Juste avant la Révolution, les finances royales sont dans un état catastrophique, avec une dette évaluée entre 4 et 5 milliards de livres ; la moitié du budget royal sert à résorber cette dette qui ne fait qu’augmenter. En 1789, la convocation des états généraux doit permettre de trouver des solutions collectives au marasme financier et à la dégradation de la situation dans le pays, en ces termes :
« De par le Roi,
Nous avons besoin du concours de nos fidèles sujets pour Nous aider à surmonter toutes les difficultés où Nous Nous trouvons relativement à l’état de Nos finances, et pour établir, suivant nos vœux, un ordre constant et invariable dans toutes les parties du gouvernement qui intéressent le bonheur de nos sujets et la prospérité de Notre royaume.

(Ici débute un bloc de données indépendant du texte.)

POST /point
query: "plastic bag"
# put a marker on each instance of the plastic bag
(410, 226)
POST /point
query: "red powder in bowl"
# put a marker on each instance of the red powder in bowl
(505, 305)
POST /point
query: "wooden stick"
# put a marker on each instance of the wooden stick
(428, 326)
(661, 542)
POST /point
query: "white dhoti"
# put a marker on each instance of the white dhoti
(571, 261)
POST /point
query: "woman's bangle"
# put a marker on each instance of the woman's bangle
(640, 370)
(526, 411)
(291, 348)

Ces grands motifs Nous ont déterminé à convoquer l’Assemblée des États de toutes les provinces de notre obéissance, tant pour Nous conseiller et Nous assister dans toutes les choses qui seront mises sous nos yeux, que pour Nous faire connaître les souhaits et doléances de nos peuples, de manière que par une mutuelle confiance et par un amour réciproque entre le souverain et ses sujets, il soit apporté le plus promptement possible un remède efficace aux maux de l’État, que les abus de tous genre soient réformés et prévenus par de bons et solides moyens qui assurent la félicité publique et qui nous rendent à Nous particulièrement, le calme et la tranquillité dont Nous sommes privés depuis si longtemps.

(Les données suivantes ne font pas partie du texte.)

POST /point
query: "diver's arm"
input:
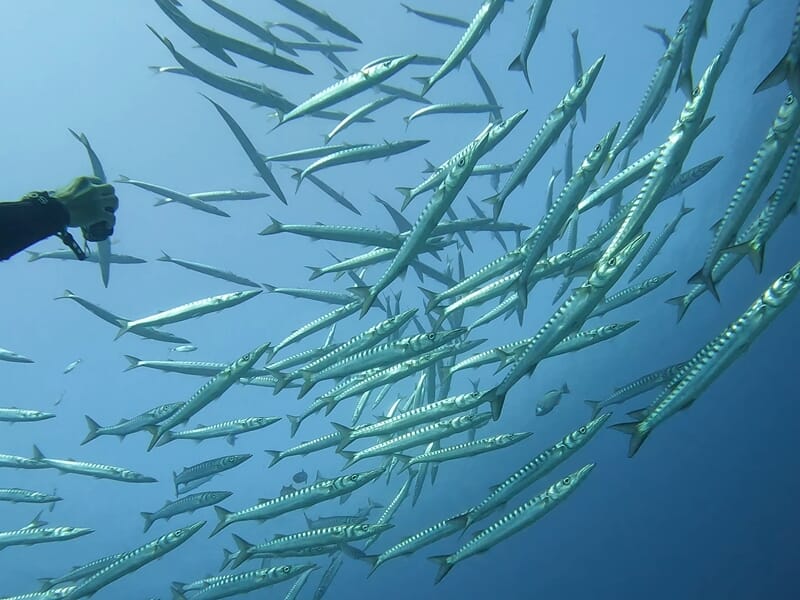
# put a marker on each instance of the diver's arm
(28, 221)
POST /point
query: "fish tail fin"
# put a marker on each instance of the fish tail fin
(753, 250)
(701, 277)
(632, 429)
(345, 434)
(594, 405)
(148, 520)
(294, 422)
(781, 72)
(275, 226)
(275, 456)
(93, 427)
(496, 402)
(518, 64)
(349, 455)
(444, 566)
(497, 204)
(224, 520)
(133, 362)
(681, 303)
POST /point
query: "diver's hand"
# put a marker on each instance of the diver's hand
(91, 204)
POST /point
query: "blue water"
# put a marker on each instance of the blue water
(707, 509)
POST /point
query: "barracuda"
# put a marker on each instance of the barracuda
(384, 355)
(360, 154)
(197, 475)
(630, 294)
(227, 429)
(643, 384)
(569, 317)
(426, 222)
(314, 539)
(466, 449)
(536, 22)
(515, 521)
(128, 426)
(356, 114)
(326, 441)
(548, 133)
(190, 310)
(658, 243)
(208, 270)
(36, 533)
(713, 359)
(494, 133)
(95, 470)
(208, 392)
(556, 218)
(418, 437)
(655, 96)
(479, 25)
(134, 560)
(308, 496)
(751, 187)
(368, 76)
(187, 504)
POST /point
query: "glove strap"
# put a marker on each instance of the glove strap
(65, 236)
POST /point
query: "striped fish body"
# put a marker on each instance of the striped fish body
(715, 357)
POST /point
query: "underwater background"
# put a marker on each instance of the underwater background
(707, 509)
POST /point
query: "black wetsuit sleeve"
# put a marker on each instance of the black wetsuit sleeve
(26, 222)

    Donné à Versailles, le 14 janvier 1789. »



Les Lumières illuminant le monde des idées…
Ce que l’on qualifie de " mouvement des Lumières " a été illustré, dans nos manuels d’histoire, par des tableaux de ce genre. Aristocrates et bourgeois éclairés ouvrent leur salon aux écrivains, philosophes, artistes savants et autres penseurs éclairés. Le dernier salon où l’on cause, le dernier salon où il faut être. Ce soir-là, chez Mme Geoffrin, on aurait pu croiser Marivaux, Rousseau, Quesnay, Diderot, Montesquieu, Helvétius, d’Alembert, Buffon…
Le tableau ci-dessous a été commandé par Joséphine de Beauharnais pour orner le château de La Malmaison ; c’est un " faux historique " puisque le peintre imagine en fait une réunion de toutes les célébrités qui auraient pu fréquenter le salon.

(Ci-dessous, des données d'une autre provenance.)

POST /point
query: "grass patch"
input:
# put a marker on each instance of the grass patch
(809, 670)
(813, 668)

Lecture de la tragédie de l’Orphelin de la Chine de Voltaire,
dans le salon de madame Geoffrin, tableau de Lemonnier, 1812
Un tel spectacle n’est pas sans rappeler certains colloques ou autres prestigieuses émissions culturelles de la télévision où sont invités les grands intellectuels du moment. Qu’aurions-nous aujourd’hui, autour d’une Mme Geoffrin moderne : BHL, Régis Debray, Stéphane Hessel, la bande des Michel (Godet, Serres, Onfray, Pebereau), Jean Daniel, Marcel Gauchet, la bande des Alain (Badiou, Finkielkraut, Minc)…
À cette époque, l’intellectuel français s’exporte bien ; des philosophes éclairés conseillent des despotes…éclairés comme Voltaire avec le roi de Prusse Frédéric II, comme Diderot avec Catherine II de Russie. C’est dire si le régime monarchique français ne savait pas tirer parti de ses esprits brillants.


[1] Les populistes d’aujourd’hui parlent " d’élites mondialisées " ; pourrait-on dire qu’au XVIIIe, les élites européennes étaient " francisées "…Autre commentaire : en France également, le français n’était parlé que par l’élite.
[2] Les petits paysans du Sud-Ouest, n’ayant plus le droit de transmettre leur terre à un seul héritier, font en sorte de n’avoir qu’un seul enfant.